In January 1983, Ford design executive Don Kopka stood on the floor of the Detroit Auto Show and unveiled something that looked less like a car and more like a prophecy. The Ford Probe IV was a silver teardrop stretched over four doors, built by Ghia in Turin and engineered to slip through the air with almost no resistance at all. Its drag coefficient of 0.152 matched that of an F-16 fighter jet. Today's most aerodynamic EVs struggle to get below 0.20.
A car built for the wind tunnel
The Probe IV was the fourth in a series of aerodynamic research concepts Ford had been developing since 1979, in the wake of two oil crises that had exposed how badly Detroit's fleet guzzled fuel. The project aimed to see how far aerodynamics could push fuel economy before the compromises became unacceptable.
The answer, at least for the Probe IV, was far. The radiator and air conditioning hardware sat in the rear luggage compartment to eliminate the drag created by a traditional front grille. Special Goodyear tires with an aerodynamic tread pattern were developed exclusively for the concept. The wheels wore shrouds that flexed with membrane-like material so the front tires could still steer. Flush windows, concealed wipers, covered headlights. Even the emblems sat flush to the body. At highway speeds, the car's automatic attitude-control system dropped the nose by four inches while lifting the rear by six, presenting the optimal angle of attack to the oncoming air.
Under the hood sat a turbocharged 1.6-liter four-cylinder tilted 70 degrees to fit beneath the aggressively low hoodline, producing around 122 horsepower. Not a lot by modern standards, but paired with a body this slippery, it was enough. The occupants reclined in velour sling-style seats that shaved an inch and a half off roof height, staring at instruments through a transparent steering wheel.
The tech that trickled down
The Probe IV never became a production vehicle. Ford built two units, both essentially rolling sculptures with fiberglass bodies over wood frames and steel subframes. One of them recently surfaced on Facebook Marketplace in Texas after being presumed lost for years. It had no powertrain. It had missing wheel covers. The roof sagged where it met the rear glass. Still, it was the real thing, and someone will eventually give it a new home.
What did go into production were the Probe IV's ideas. The concept was a test balloon for aerodynamic thinking that ultimately landed in the Ford Sierra and, more importantly, the 1986 Ford Taurus. That car arrived with its "jelly bean" shape, flush composite headlights, a grille-less nose, and a commitment to form following function. The Taurus was credited with saving Ford from bankruptcy and triggering an aerodynamic design revolution across American automakers. The styling cues and engineering lessons Ford had validated in the Probe series became the foundation for the company's most important sedan in half a century.
Concept cars as appetite tests
This is the particular function that concept cars serve in the technology sector and in automotive design specifically. They are not prototypes in the traditional sense. Most are barely functional. Many cannot safely exceed 10 miles per hour. But they answer a question that focus groups and surveys cannot: will people look at something this strange and feel drawn to it rather than repelled by it?

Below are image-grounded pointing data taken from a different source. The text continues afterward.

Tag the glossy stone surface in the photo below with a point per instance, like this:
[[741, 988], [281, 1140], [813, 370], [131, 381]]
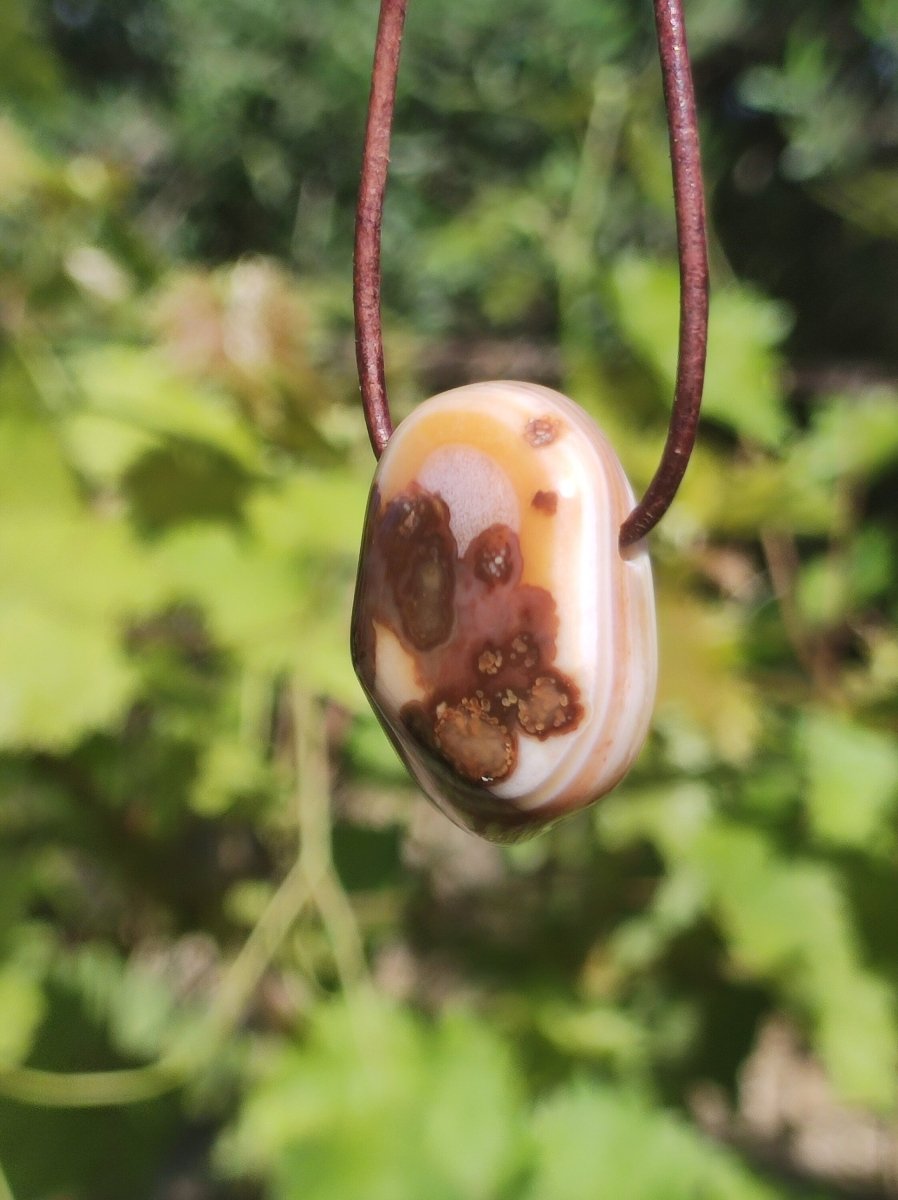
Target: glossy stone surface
[[506, 645]]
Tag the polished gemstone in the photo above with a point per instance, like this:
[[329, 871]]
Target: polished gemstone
[[506, 643]]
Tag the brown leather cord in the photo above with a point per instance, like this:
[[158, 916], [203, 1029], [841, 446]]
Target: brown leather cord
[[692, 241]]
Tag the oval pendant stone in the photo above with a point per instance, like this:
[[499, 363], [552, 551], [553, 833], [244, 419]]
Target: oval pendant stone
[[504, 642]]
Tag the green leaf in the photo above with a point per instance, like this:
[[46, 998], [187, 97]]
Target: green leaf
[[597, 1141], [69, 581], [742, 381], [852, 781], [377, 1104], [23, 1007]]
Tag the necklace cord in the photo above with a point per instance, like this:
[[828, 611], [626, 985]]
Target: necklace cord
[[692, 247]]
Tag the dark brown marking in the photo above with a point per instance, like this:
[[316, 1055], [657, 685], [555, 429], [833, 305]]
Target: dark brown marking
[[542, 431], [476, 743], [489, 660], [550, 707], [420, 556], [483, 647], [494, 555]]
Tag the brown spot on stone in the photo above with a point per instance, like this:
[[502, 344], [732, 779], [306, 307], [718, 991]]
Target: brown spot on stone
[[489, 660], [550, 707], [542, 431], [420, 556], [476, 744], [495, 556], [522, 651]]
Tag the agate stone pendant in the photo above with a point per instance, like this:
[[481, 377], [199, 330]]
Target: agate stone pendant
[[504, 641]]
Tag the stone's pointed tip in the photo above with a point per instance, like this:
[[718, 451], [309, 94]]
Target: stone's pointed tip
[[504, 643]]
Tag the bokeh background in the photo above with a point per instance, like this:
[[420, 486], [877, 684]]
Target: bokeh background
[[240, 958]]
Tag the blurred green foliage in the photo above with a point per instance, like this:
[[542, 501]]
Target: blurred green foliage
[[238, 955]]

Concept cars gauge customer reaction to radical designs that might never otherwise exist. General Motors designer Harley Earl, who created the Buick Y-Job in 1938, is credited with inventing the format. Since then, concepts have served as "development accelerators," as one DS design director put it. They are experimental playgrounds where designers and engineers push boundaries without production constraints, marketing exercises that build brand identity, and early proofs-of-concept that test whether the public has appetite for novel aesthetics.
The Probe IV proved that extreme aerodynamics could exist in a five-door package that seated four adults. It proved that a car could look like a visitor from another decade and still evoke genuine desire. It warmed up the marketplace. Ford then built the Taurus knowing it could take risks and survive.
Concept cars occupy a strange role in industrial history. They often never drive anywhere useful. They end up in museums or on collector lots or, in the case of the Probe I, destroyed in a trailer fire on the way to a show. But their residue is everywhere, in the production cars that absorbed their lessons, in the technologies that matured from their experiments. The Probe IV is a reminder that progress often starts as a thing too weird to build.